Thanks once again for replying
I think the differences are indeed down to bad implementations rather
than specification.
Although it is acknowledged in RFC5461 section 4.1 as late as 2009 that
there are non-compliant implementations in the field where TCP does
react to soft errors. Some of the kit I work on is a lot older than that.
Also my operational experience of ARP says that dead gateway protection
is not widely supported, and black holing was more the norm than the
exception.
Erik Nordmark wrote:
I don't understand why you think all the nodes on a link need to be
coordinated in such a way; the Internet protocols are designed to be
robust and not assume that all the nodes have the same code and
tuning. For instance, we don't require that ARP or TCP on all the
nodes on a link to have the same timer values, and things work just fine.
Erik
And if all nodes on the link aren't behaving the same way, don't you
still get say 50% of the multicasts as the partner nodes revert to the
"-" state by timing out "too fast" for that link type?

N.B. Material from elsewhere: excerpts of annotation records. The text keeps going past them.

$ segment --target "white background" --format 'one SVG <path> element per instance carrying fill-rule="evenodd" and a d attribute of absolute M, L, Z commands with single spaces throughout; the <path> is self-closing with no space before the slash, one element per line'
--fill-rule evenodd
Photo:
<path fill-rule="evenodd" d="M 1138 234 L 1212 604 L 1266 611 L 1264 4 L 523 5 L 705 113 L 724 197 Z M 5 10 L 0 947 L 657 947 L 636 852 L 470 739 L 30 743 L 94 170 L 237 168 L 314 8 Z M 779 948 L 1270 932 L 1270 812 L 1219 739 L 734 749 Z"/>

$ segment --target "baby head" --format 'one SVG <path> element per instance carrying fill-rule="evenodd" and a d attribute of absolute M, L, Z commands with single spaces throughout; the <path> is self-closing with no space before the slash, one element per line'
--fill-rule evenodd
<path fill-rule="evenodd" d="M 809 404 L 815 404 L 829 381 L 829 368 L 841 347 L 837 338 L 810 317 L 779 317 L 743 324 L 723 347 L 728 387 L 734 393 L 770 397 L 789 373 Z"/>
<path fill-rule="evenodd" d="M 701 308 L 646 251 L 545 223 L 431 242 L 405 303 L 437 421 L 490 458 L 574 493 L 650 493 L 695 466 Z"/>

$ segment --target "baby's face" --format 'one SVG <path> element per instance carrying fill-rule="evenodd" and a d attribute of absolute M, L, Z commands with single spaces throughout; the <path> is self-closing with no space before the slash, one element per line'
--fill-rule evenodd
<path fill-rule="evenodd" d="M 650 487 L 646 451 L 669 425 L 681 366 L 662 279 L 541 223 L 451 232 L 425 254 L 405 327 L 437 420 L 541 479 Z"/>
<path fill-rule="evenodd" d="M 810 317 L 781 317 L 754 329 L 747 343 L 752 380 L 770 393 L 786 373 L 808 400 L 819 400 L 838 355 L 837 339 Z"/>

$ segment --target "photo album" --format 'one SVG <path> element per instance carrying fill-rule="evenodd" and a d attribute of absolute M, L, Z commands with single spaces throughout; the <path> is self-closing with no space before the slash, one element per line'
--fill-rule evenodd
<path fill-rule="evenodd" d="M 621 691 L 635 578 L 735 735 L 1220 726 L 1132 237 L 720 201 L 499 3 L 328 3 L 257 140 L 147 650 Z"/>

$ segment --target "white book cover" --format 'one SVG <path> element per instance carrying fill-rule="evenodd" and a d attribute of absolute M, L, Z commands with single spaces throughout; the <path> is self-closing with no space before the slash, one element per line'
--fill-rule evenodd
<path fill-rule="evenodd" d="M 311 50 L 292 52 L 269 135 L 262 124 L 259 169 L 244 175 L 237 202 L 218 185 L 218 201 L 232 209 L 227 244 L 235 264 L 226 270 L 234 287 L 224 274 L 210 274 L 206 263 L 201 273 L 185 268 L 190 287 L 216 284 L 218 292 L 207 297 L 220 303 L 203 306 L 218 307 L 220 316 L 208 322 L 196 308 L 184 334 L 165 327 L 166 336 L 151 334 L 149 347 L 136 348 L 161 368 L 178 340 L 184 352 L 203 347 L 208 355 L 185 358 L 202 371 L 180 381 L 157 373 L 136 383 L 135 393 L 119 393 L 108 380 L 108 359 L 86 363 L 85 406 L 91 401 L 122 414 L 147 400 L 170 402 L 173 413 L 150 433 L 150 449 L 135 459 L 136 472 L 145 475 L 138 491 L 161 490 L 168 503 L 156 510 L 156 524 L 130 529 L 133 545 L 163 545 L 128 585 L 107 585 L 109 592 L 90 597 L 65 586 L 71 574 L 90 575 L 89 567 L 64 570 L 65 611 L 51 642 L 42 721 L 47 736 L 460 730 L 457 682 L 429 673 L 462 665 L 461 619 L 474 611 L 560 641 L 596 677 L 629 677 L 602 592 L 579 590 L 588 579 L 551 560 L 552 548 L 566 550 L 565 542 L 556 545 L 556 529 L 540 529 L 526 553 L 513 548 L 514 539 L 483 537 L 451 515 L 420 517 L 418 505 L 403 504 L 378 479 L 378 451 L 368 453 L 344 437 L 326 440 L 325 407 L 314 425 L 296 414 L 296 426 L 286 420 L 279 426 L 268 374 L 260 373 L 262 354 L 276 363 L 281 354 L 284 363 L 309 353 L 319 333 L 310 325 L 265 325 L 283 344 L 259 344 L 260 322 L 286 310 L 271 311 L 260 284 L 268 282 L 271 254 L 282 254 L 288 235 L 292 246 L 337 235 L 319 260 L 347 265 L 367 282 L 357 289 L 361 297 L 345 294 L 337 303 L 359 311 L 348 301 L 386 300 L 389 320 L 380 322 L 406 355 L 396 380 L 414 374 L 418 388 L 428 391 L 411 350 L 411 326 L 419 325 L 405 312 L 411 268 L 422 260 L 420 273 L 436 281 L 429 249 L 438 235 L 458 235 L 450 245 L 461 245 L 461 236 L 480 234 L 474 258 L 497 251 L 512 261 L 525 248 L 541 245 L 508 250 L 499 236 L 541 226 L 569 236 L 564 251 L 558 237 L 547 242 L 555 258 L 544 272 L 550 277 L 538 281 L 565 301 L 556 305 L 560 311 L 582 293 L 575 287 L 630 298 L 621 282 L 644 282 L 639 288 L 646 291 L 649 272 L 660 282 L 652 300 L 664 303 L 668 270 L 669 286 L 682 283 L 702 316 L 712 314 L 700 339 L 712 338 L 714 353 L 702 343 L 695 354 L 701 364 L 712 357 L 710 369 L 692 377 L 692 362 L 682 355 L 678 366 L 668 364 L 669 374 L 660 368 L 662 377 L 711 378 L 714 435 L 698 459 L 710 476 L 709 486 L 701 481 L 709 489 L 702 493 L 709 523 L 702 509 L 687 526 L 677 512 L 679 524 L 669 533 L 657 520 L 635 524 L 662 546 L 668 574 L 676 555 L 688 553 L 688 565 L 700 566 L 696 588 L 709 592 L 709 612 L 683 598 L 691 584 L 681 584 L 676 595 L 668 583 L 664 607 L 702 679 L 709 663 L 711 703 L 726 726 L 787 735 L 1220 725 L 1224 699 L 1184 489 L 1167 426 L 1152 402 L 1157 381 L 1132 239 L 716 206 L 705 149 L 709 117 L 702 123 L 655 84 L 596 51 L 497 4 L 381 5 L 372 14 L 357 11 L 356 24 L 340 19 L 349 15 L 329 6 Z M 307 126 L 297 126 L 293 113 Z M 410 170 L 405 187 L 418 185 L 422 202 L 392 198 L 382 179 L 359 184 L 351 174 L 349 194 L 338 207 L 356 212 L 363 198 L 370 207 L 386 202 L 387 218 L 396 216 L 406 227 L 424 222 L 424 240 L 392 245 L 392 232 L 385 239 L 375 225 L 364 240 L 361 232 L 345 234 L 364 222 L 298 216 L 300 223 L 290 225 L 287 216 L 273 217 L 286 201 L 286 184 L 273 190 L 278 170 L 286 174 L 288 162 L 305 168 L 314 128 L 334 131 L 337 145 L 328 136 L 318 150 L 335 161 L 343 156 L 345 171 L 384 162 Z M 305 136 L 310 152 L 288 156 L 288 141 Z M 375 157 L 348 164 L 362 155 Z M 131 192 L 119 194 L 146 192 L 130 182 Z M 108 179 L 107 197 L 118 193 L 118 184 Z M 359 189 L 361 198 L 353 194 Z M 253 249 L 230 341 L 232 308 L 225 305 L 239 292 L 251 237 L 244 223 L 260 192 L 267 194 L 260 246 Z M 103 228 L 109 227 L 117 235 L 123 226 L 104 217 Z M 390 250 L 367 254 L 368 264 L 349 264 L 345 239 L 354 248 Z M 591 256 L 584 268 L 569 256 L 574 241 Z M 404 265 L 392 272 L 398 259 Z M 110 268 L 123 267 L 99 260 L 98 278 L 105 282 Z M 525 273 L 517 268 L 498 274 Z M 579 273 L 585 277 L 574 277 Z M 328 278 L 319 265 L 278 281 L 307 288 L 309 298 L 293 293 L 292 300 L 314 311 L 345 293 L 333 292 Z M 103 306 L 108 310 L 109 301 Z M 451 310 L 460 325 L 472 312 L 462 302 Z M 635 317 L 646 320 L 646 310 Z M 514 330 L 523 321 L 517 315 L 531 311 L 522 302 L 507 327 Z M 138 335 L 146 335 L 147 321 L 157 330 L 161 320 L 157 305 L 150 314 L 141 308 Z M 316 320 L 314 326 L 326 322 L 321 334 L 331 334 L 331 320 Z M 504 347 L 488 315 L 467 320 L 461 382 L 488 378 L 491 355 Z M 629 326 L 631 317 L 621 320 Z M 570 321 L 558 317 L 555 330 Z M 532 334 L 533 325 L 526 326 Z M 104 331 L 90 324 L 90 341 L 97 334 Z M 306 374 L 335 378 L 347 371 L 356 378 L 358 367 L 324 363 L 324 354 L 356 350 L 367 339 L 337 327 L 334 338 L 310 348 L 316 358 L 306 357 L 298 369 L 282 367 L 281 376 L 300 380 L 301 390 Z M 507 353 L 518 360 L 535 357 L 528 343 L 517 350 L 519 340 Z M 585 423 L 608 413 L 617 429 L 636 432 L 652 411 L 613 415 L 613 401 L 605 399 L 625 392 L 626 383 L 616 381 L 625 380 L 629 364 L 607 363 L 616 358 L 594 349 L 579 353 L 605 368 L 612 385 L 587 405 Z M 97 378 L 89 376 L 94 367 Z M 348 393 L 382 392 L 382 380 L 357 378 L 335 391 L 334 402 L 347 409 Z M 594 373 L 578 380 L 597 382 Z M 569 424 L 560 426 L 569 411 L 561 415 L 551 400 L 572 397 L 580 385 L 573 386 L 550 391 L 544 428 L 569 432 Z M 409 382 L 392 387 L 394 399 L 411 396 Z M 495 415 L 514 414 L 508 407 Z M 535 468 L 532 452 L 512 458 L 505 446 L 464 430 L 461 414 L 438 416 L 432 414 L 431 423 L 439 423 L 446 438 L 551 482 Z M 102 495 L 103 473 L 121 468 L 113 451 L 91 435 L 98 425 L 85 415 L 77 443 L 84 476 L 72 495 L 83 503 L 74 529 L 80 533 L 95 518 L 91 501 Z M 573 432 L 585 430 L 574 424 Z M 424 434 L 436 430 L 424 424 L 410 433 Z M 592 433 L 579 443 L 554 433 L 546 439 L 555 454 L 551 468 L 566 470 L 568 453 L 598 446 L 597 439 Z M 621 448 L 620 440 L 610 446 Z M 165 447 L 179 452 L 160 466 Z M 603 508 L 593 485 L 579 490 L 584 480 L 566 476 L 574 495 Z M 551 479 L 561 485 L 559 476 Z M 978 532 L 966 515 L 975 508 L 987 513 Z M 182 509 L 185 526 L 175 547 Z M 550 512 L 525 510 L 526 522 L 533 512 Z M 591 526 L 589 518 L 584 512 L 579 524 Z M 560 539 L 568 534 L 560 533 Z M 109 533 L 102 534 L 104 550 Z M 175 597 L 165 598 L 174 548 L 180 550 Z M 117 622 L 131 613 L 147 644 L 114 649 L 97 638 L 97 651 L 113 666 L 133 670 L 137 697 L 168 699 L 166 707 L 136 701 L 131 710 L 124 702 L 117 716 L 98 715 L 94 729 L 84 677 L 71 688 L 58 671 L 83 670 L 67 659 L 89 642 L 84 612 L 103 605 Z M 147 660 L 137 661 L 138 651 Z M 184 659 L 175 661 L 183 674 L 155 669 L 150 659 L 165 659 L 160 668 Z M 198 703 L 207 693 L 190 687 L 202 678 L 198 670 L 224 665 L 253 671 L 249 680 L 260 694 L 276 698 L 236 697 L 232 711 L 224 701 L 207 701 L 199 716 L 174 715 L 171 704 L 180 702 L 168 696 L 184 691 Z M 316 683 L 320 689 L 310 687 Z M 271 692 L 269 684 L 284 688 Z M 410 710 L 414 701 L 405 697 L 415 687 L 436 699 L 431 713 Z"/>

Just seems like another reason to have this as a "per link" parameter
rather than a "per node" parameter.
Best regards,
RayH
The last point was simply one from an operational perspective. Forgive
me for being such a low level guy.
[side track]
One of my grumbles about IPv6 is that network managers just don't have
the standard/generic tools to be able to tune the behavior of end nodes
effectively. There are quite a lot of host behaviors that are set with
local preferences and have default values, but which are not coordinated
across implementations. e.g. dare I mention SLAAC v. DHCPv6.
As a network admin that's just a nightmare to manage in an environment
where there are multiple operating systems, guest end nodes, traveling
users, new nodes, old implementations...... half of the implementations
are performing in a way that isn't suitable for your network, but you
might not have admin rights on that end node, and there's no way to
provide the end node with a hint of correct behavior.
Think of a network using "Bring Your Own Device" policy where you do not
have any admin control e.g. no Active Directory.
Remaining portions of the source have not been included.